「プリンターの見る夢は」白川小六

 プリンター農家の朝は早い。
 夜明け前、冷たい朝靄の木立ちを抜けて厩舎に入ると、中は常時二十度前後の適正温度に保たれていて温かく、少しツンとした匂いがする。ふかふかのシュレッダーダストがたっぷりと敷かれた仕切りの中には、春に生まれたばかりのちっぽけなインクジェットプリンターたちが一塊になって眠っている。
 まだ筐体(きょうたい)が柔らかく、灰色の産毛に包まれた仔プリンターたちは、カタカタとヘッドを動かしたり、排紙トレイを開け閉めしたりと、眠っていてもしょっちゅう小さな音を立てる。耳ざとい何頭かは僕に気づいて目を覚まし、給紙ローラーを回転させてウィーウィー騒ぎだす。
「すぐにやるから待ってろ」
 柵のところで押し合いを始めた二、三頭の原稿カバーをポンポンと撫でたあと、インクの配合に取り掛かる。今日は二〇パーセント濃度のマゼンタと五パーセント濃度のイエローのブレンド。タンクの中で混ざり合い、ほんのり桜色になった薄いインクを保育用のインクカートリッジに詰めていく。
 生まれたての仔プリンターは体内にある程度の電力を蓄えていて、二、三ヶ月の間はあまりコンセントに繋がなくても活動できるが、電力の他にインクも与えないとうまく育たない。インクはまず三〇倍に薄めたマゼンタ(M)から始め、イエロー(Y)、シアン(C)、ブラック(K)を少しずつ追加して、様々な混色に慣らしていく。生後半年が過ぎて、CMYKの四色に分かれたプロセスカラーカートリッジを与え始める頃には、灰色の産毛が抜けて白や黒のつややかな表面に変わり、丸みを帯びていた筐体の各面もすっきりと平たくなる。
「あれ、お前いつの間に」
 何かくすぐったくて足元を見ると、一頭の仔プリンターがしきりに伸び上がって、作業台の上のカートリッジに短い前あしを届かせようとしている。仕切りの柵は十分に高くて越えられないはずなのにと思いながら、抱き上げてよく見ると、それは今年の仔プリンターたちの中でも一番活発で、コピーボタンのランプをやたらと点滅させるので、僕が密かに「コピ」と呼んでいる一頭だった。
「よしよし、ほら今やるからちょっと落ち着けよ」
 手のひらにすっぽり収まる小さな体の前面をもう片手で探り、スキャナーユニットを開いてカートリッジを交換してやる。パチンとユニットを閉めるとコピは、カタカタキキキウィーウィーと夢中でヘッドを動かし始める。
「だから落ち着けってば」
 名刺サイズにカットした極薄のインクジェット用紙を給紙トレイに入れてやると、キュルキュルと用紙を飲み込み、ギギギ……ギ……ギギ……ギギイと不規則な音を立ててプリントを開始する。
「よし、がんばれ」
 コピを仕切りの中に戻し、他の仔プリンターたちにも同じようにカートリッジと用紙を与える。まだ印刷速度は遅いし、ドットも不揃いで荒いけれど、特にコツなど教えてやらなくとも、成体になる頃には皆一様に綺麗なテストパターンを出力できるようになるのだから、すごいものだ。

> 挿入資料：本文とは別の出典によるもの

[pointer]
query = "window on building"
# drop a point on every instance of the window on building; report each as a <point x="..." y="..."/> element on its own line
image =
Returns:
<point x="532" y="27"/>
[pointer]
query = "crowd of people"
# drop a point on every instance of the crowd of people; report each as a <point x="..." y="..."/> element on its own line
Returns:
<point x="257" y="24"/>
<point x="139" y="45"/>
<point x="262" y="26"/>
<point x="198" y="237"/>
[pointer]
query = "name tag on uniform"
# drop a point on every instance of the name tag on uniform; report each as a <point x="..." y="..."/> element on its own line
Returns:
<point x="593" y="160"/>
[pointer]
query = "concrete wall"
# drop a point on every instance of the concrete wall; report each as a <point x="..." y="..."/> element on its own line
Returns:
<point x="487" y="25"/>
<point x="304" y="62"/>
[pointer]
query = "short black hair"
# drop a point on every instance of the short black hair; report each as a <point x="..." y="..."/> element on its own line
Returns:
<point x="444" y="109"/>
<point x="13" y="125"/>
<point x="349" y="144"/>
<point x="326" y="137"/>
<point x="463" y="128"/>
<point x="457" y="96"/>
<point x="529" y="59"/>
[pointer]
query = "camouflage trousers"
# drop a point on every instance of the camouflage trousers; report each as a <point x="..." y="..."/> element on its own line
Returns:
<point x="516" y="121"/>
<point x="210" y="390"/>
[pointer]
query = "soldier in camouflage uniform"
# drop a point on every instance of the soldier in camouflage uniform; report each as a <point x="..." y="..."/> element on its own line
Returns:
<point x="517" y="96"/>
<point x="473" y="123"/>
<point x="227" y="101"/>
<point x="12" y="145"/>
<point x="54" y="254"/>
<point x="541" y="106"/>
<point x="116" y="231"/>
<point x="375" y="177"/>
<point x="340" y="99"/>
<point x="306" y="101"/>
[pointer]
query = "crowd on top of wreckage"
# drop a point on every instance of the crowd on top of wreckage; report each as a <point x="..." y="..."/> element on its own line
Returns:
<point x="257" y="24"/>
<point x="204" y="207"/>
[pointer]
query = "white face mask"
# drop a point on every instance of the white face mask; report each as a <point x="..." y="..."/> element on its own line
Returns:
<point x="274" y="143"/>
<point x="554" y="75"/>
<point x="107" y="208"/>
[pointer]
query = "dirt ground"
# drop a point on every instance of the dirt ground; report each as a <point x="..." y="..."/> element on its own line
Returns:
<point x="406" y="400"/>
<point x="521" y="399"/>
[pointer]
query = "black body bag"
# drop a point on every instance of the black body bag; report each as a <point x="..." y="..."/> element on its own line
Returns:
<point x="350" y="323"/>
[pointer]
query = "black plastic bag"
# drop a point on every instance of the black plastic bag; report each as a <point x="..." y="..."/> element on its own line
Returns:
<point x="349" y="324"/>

 仔プリンターたちが頑張ってプリントしている間に、回収した空のカートリッジを洗浄液に浸し、仕切りの中のシュレッダーダストを交換する。作業している僕の足元に、プリントし終わった用紙を得意げに排紙トレイに乗せた仔プリンターたちが集まってくる。
「お、すごいぞ」「上手にできたな」「百点満点」
 受け取る用紙にはどれも、テストパターンには程遠いロールシャッハテストみたいな桜色の染みがプリントされているのだが、最大限に褒めちぎる。とにかく褒めて伸ばすのがうちの農場の方針だ。

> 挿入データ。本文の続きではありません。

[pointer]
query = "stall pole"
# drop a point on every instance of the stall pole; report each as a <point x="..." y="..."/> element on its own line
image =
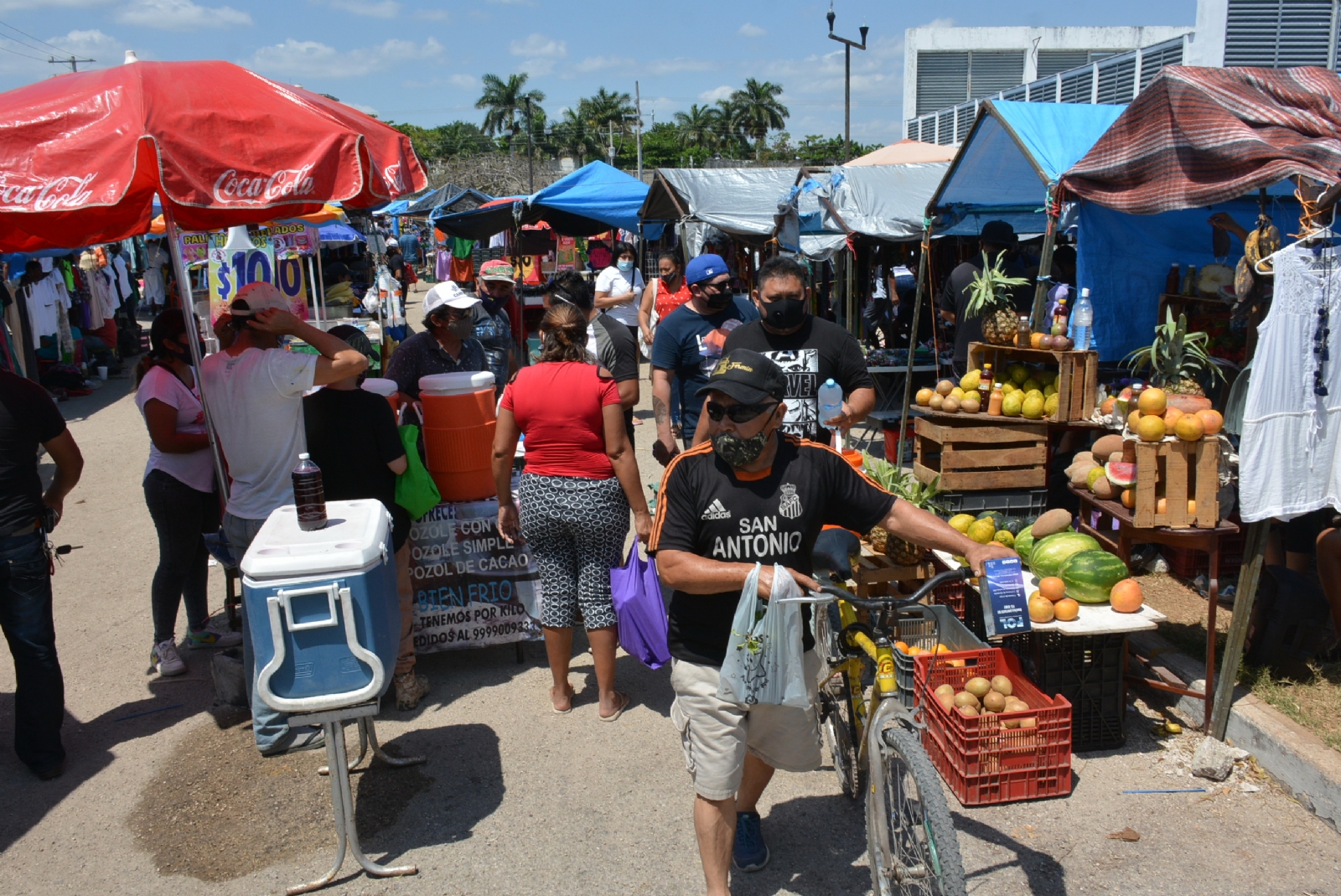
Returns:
<point x="198" y="353"/>
<point x="1045" y="266"/>
<point x="912" y="346"/>
<point x="1254" y="550"/>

 朝の作業がひと段落して、母屋に遅い朝食をとりに戻ると、父からメッセージが届いていた。
「どうだ、順調か?」
 腰の手術をして入院中の父は、毎朝決まってこう聞いてくる。本当は冬の閑散期に手術を受ける予定だったのが、腰の容体の悪化と病院の都合でこんな繁忙期に二週間近くも入院することになってしまい、プリンターたちのことが心配でたまらないのだ。
「おはよう父さん。あいつらは今日も元気だよ」
 さっきのロールシャッハテストをいくつか写真に撮って送ってやる。
「おお、いい感じだな。元気そうだ」
 これだけ見ても僕にはさっぱりだが、経験の長い父にはプリントアウトから仔プリンターの体調や成長具合がわかるらしい。
「窓、ちゃんと見回ってはやく直しておけよ」
 父が言っているのは厩舎の壁の床近くに数箇所ある換気窓のことだ。ネジが何本かバカになってうまく閉まらないところがあり、ネズミやハクビシンが侵入するとまずいので早急に補修しないといけない。

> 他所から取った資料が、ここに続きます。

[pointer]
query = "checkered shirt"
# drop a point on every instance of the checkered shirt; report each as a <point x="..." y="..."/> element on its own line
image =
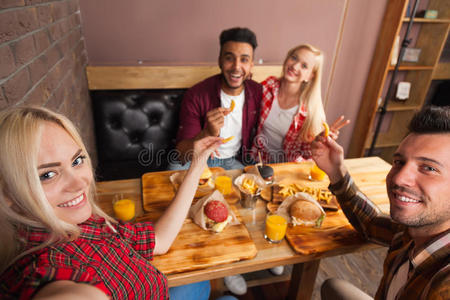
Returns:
<point x="429" y="273"/>
<point x="117" y="263"/>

「うん、明日ケンジさんが来ることになってるから、一緒に見とく」
 ケンジさんは普段は林業をしているが、繁忙期にはうちに手伝いに来てくれる近所のおじいさんで、僕が生まれる前から毎年プリンターの世話をしているから、高専を出たての僕なんかよりずっと頼りになる。正直、僕一人では仔プリンターたちの面倒を見るだけで精一杯で、厩舎のメンテナンスや事務仕事まで手が回らなかった。
「それはよかった。ケンジさんによろしく」
 父も安心したらしく、やり取りはそこで終わった。

 ところがだ。翌朝厩舎に入るといつもより少し肌寒い感じがした。中央の柱にかかった温度計は十八度を示している。適正温度から外れるほどではないが、仔プリンターにとっては少し低温だし、なんとなく膝あたりがスースーする。
 外に軽トラが止まる音がして、「おはようさん」とケンジさんが入ってきた。
「なんだ、寒いんでねえか?」
「おはようございます。そうなんですよ」
「どっか開いてんだな」
 ケンジさんは目ざとく見渡して、厩舎の入り口と反対側の壁にある換気窓を指差した。掛け金が壊れて指二本ほどの隙間が空いている。
「あ、ほんとだ。直さなくちゃ」
「仔っこは全部いるか?」
 仔プリンターたちの仕切りは、壊れた通風口から柵で隔てられているから、普通なら大丈夫なはずだが、そういえば昨日コピが柵を越えたっけと思い出す。
「一、二、三……」
 コピが入っていた仕切りには十二頭の仔プリンターがいたはずだが、何度数えても十一頭しかいない。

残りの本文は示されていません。